What to expect on the ground in Mexico

For the fly out in April, Ranferi chose Monterrey, Mexico’s third largest city, as the destination. From Austin, it is about a two-and-a-half hour flight in the Cherokee. “The reason why we flew to Monterrey is because the Monterrey Del Norte Airport (MMAN) is the friendliest GA airport in the entire country,” he said.

The airport caters to general aviation and does not have commercial service. All of the offices, called dependencies, that deal with the permits and stamps you need on arrival to comply with the local regulations – such as flight service, airport security, customs and immigration, etc. are all in one place.

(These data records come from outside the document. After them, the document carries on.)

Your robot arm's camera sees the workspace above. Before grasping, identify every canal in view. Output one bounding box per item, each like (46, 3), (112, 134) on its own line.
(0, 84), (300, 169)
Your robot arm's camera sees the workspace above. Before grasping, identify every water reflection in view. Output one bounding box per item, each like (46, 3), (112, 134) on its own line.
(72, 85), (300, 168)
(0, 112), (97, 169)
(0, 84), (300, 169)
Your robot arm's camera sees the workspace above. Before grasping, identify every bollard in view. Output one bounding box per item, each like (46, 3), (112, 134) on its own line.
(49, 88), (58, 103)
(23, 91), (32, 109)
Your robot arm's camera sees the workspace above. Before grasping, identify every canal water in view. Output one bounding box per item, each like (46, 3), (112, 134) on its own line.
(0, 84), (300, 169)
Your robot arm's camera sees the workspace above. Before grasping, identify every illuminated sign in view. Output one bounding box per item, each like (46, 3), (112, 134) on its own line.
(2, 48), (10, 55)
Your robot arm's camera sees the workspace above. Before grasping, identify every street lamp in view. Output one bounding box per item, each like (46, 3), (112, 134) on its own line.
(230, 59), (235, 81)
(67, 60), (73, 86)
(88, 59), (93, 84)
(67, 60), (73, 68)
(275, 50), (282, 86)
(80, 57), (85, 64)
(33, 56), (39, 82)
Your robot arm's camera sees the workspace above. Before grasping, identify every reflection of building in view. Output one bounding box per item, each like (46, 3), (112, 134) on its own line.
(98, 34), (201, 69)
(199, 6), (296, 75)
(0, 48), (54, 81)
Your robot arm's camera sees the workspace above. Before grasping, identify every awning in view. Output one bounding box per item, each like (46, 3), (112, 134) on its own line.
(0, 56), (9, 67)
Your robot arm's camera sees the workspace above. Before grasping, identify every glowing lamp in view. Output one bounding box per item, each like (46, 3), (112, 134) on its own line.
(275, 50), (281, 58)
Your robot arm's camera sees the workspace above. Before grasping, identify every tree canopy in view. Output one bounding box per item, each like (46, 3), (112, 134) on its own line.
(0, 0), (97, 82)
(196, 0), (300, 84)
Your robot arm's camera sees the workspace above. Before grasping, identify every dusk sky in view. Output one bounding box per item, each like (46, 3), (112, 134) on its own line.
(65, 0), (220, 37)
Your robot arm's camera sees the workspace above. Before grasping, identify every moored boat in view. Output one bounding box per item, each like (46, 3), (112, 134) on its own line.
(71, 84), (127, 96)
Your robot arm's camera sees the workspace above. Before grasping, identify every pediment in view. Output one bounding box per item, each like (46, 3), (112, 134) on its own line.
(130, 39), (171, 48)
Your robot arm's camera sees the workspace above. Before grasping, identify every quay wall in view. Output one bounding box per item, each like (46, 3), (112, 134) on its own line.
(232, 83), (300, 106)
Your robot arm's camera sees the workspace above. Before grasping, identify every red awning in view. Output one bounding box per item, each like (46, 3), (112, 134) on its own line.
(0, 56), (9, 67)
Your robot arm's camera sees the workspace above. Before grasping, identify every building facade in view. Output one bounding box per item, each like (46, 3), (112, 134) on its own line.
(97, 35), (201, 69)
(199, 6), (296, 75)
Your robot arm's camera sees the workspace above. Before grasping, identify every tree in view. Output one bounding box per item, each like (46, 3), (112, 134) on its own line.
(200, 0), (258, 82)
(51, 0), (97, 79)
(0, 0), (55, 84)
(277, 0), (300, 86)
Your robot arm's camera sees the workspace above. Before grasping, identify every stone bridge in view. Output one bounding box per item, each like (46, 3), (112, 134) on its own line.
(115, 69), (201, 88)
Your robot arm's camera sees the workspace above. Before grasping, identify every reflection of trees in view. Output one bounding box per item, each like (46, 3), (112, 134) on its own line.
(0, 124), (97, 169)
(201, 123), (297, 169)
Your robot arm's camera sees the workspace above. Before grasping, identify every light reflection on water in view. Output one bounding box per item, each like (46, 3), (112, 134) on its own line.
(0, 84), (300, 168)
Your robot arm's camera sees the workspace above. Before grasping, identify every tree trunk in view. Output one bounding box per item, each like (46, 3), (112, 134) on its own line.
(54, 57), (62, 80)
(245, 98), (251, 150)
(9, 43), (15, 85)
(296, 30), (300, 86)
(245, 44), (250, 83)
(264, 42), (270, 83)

At other airports the dependencies are spread out in several building that may be a five to ten minute walk from each other.

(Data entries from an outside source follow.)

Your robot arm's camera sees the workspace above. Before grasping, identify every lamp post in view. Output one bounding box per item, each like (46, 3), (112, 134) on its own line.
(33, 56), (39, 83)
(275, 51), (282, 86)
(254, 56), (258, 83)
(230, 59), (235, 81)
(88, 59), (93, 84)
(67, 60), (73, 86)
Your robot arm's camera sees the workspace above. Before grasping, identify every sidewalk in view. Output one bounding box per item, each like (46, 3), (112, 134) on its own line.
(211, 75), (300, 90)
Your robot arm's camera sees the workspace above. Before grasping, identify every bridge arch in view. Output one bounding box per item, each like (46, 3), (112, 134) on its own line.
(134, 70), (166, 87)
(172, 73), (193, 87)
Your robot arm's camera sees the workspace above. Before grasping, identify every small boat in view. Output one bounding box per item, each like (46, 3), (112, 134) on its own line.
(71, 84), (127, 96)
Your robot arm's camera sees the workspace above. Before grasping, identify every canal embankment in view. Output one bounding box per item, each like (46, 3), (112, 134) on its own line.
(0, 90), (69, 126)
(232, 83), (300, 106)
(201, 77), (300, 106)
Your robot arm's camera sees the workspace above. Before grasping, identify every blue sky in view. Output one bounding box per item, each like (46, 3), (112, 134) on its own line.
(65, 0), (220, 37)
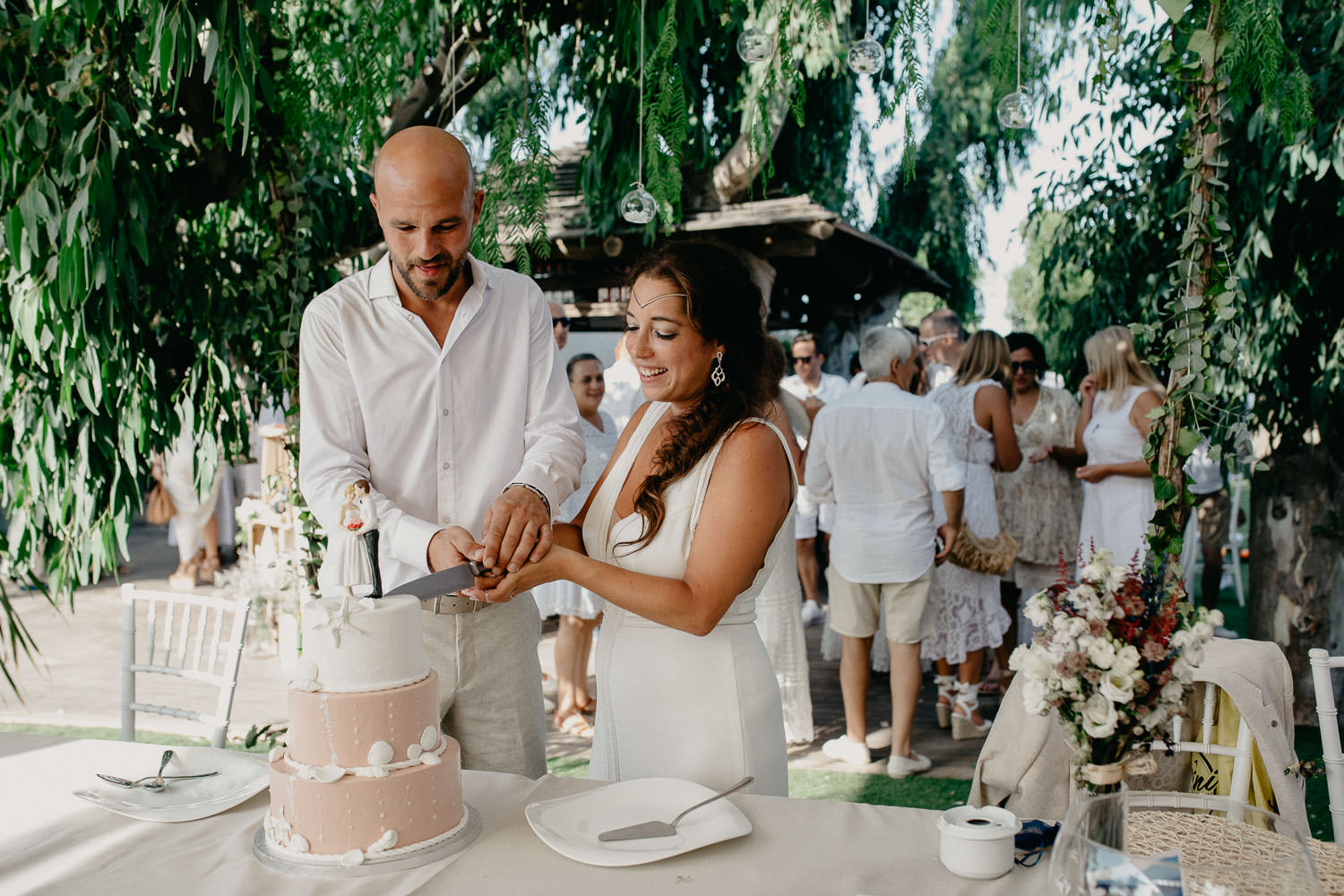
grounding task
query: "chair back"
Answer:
[1306,648,1344,845]
[121,584,252,747]
[1153,681,1255,821]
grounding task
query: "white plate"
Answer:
[74,740,271,821]
[527,778,752,868]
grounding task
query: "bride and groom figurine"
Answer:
[327,479,383,598]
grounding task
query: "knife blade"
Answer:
[387,560,486,600]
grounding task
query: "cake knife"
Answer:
[387,560,488,600]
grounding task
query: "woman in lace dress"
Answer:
[1074,326,1164,567]
[991,333,1083,668]
[532,353,620,737]
[468,240,797,796]
[919,331,1021,740]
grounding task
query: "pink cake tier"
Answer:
[288,669,440,774]
[263,736,467,866]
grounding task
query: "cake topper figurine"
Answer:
[325,479,383,598]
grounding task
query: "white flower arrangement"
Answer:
[1008,551,1223,789]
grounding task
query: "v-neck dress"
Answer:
[583,403,797,797]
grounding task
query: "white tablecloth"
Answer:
[0,734,1048,896]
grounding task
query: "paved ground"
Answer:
[0,524,995,780]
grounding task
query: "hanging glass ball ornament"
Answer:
[849,35,887,75]
[621,181,659,224]
[738,28,774,63]
[999,90,1032,127]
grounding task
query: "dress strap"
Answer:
[691,417,798,532]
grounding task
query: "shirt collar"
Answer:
[368,253,486,309]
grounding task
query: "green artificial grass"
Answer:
[0,723,271,754]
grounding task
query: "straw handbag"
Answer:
[145,482,177,525]
[948,381,1021,576]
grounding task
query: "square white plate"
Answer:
[527,778,752,868]
[74,740,271,821]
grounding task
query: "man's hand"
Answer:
[933,522,961,565]
[481,485,551,573]
[425,525,486,573]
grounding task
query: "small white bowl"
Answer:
[938,806,1021,880]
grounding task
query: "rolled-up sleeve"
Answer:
[513,285,585,513]
[927,401,967,492]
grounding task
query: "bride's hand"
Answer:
[461,546,570,603]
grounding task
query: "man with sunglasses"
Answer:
[919,307,967,390]
[780,333,849,625]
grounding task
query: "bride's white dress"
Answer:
[583,403,797,797]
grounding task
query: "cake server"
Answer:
[387,560,487,600]
[597,775,755,842]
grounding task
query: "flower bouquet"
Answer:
[1008,551,1223,845]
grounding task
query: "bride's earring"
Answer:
[710,352,728,385]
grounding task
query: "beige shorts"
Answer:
[827,565,938,643]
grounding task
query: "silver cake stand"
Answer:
[253,804,481,879]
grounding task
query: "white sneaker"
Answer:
[803,600,827,626]
[822,735,873,766]
[887,750,933,778]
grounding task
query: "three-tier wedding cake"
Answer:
[263,595,468,866]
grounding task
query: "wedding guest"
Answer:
[757,339,816,745]
[300,126,583,778]
[151,433,225,591]
[602,339,644,433]
[1074,326,1164,567]
[922,331,1021,740]
[473,240,795,796]
[806,326,964,778]
[532,353,620,737]
[986,333,1083,679]
[919,307,967,390]
[780,333,849,626]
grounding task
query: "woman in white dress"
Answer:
[532,352,620,737]
[1074,326,1164,568]
[468,240,797,796]
[919,331,1021,740]
[986,333,1083,676]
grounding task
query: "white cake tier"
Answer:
[298,595,429,692]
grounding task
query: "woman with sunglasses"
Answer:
[989,333,1086,688]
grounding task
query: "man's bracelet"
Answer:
[500,482,551,520]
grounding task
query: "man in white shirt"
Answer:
[298,126,583,778]
[806,326,965,778]
[780,333,849,625]
[919,307,967,390]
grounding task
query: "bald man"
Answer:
[298,127,583,778]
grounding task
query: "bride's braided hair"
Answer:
[616,239,773,549]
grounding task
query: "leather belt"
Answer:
[421,594,495,616]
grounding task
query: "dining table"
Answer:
[0,734,1048,896]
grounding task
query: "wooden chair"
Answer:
[1153,681,1254,821]
[121,584,252,747]
[1306,648,1344,845]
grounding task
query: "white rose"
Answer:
[1088,638,1116,669]
[1163,678,1185,702]
[1082,694,1120,737]
[1099,669,1134,702]
[1110,643,1139,676]
[1021,591,1050,629]
[1021,678,1050,716]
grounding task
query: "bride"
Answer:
[464,240,797,796]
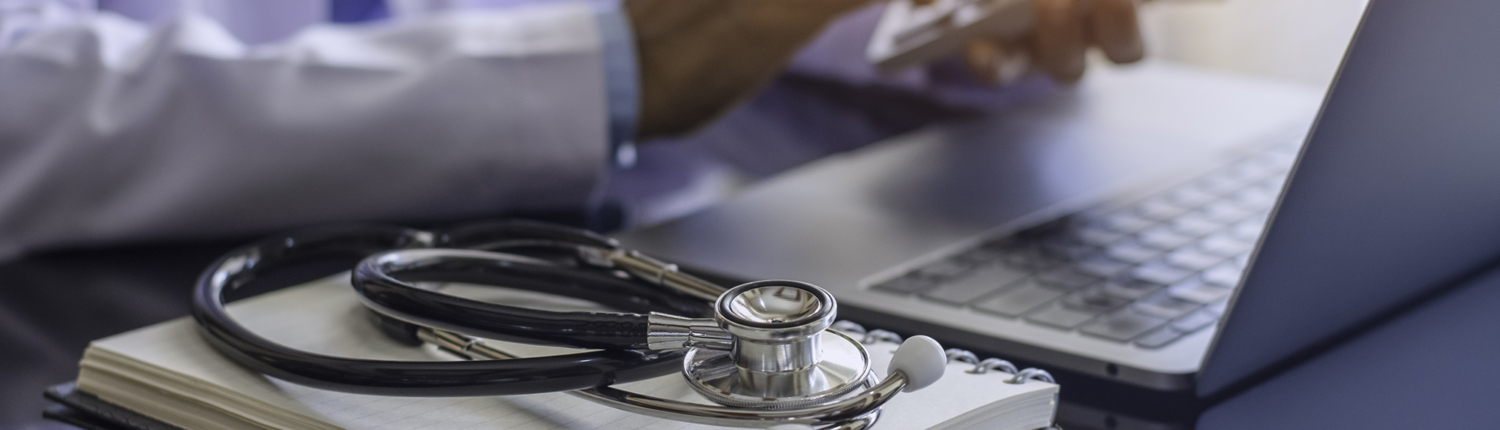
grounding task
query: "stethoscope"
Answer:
[194,220,947,429]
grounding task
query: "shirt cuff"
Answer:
[594,1,641,168]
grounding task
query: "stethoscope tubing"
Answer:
[192,223,702,397]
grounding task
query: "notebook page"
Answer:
[93,277,1052,430]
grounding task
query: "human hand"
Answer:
[624,0,870,136]
[914,0,1146,82]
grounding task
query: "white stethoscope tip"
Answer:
[887,336,948,393]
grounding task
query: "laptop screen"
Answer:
[1199,0,1500,396]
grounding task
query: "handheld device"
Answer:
[866,0,1034,72]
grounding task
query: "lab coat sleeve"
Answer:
[0,3,609,258]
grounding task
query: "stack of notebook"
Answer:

When you land in Mexico, whether you were flying IFR or VFR, you go to Customs and Immigration and the dispatch office, that’s the equivalent of flight service, to close out your flight plan on paper. Once you do that, you take that flight paperwork to another office called the DGAC, which is the equivalent of the FAA in Mexico. This is where you get your multi-entry permit, which is good for one calendar year. The permit allows you to make private, not-for-hire flights into Mexico and usually takes an hour or two hours to get.

Once you have this permit, you can leave the airport. When you come back on future flights within the same calendar year, you only have to go through Customs and Immigration. You don’t need to close your flight plan, as flight service will automatically close it, and you don’t have to go to any of the other offices.

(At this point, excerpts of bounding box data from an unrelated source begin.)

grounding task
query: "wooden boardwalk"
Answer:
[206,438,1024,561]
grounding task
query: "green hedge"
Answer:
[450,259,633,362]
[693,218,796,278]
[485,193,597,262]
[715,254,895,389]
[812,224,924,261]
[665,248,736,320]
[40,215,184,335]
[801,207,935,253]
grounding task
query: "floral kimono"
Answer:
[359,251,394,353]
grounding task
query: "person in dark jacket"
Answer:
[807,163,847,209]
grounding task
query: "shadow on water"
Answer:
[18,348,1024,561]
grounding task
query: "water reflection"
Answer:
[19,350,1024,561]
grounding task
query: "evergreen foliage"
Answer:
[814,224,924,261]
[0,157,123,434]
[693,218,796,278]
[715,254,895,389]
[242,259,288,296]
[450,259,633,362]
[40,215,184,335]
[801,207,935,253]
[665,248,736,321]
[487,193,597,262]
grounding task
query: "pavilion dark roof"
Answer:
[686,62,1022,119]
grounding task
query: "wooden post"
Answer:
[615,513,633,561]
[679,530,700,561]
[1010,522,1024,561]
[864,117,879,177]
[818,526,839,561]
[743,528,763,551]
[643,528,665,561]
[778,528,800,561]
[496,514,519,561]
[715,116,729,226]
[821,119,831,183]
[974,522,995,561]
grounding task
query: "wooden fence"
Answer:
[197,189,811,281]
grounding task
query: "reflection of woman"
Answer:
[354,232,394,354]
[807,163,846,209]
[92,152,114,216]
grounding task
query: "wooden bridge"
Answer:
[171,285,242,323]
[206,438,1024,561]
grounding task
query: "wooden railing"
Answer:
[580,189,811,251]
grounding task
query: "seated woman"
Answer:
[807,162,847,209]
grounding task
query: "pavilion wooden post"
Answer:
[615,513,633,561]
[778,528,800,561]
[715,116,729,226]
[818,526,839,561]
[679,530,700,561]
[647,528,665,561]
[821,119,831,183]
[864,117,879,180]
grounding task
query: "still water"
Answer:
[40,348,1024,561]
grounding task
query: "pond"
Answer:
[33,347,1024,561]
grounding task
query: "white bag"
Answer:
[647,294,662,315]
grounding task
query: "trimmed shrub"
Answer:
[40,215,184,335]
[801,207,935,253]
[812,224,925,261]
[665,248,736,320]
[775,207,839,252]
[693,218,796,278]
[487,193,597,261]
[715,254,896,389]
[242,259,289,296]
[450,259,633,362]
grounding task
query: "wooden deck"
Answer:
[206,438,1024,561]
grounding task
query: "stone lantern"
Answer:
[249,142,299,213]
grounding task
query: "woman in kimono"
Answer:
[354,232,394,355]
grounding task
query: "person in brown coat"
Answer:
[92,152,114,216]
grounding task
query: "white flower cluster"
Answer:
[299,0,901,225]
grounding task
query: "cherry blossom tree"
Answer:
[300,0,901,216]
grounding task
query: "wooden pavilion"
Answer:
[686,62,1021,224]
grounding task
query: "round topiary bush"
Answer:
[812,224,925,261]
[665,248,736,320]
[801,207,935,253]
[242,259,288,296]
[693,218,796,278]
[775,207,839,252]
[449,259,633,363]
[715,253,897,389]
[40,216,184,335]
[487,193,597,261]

 “One thing that will help is to have all the paperwork organized in a folder and ready,” Ranferi said. “If the agencies doing the permits in Mexico see that you have all of the documents in order and ready to go, it’s going to make their job easier and I’m sure they’ll provide friendlier service. If this is your first time flying into Mexico, you need to make sure you have originals of everything.” When you get out of the airplane, you need to take your insurance information, airworthiness certificate, registration, everything that normally stays in the airplane.

When you’re flying out of the airport back to the United States, they will look at your permit and make sure your name and airplane serial number matches the permit. It’s worth noting that permit is per airplane per pilot. So if multiple pilots are going to be flying the same airplane, each pilot will need to get their own permit.         

April Fly Out

For the April fly out, Ranferi flew the club’s Piper Cherokee 235 with another club member, and they were joined by a Mooney M20K, a Cessna 182, and a Piper Cherokee 180 based in Beaumont, which is about 180 miles east of Austin. Once they were through with the airport paperwork, the group took three Ubers for the 35-minute ride into town to get that 1,900 peso burrito at a restaurant called El Rey del Cabrito, which is a famous restaurant in Mexico.

They walked around downtown, did some local shopping and sight seeing. They had hoped to visit some museums, but time didn’t allow for it. The group spent the night at a hotel, had a leisurely breakfast together and headed to the airport to fly home.

Keeping a laid back attitude is one the keys to making it a successful experience, Ranferi said. “It takes time to do the paperwork and especially if you don’t fly to a friendly GA airport, you’re going to be doing a lot of walking going from the flight service station to the immigration office to the DGAC office,” he said.

“The main reason I created this flight was to show the pilot community in my area that it was safe to fly to Mexico,” Ranferi said. “I think the take away for all the passengers and pilots that went on this flight is that they had a blast. They had lots of fun and its something that is really no different than flying to any other city here in the United States. I would definitely encourage everyone to give this kind of experience a try.”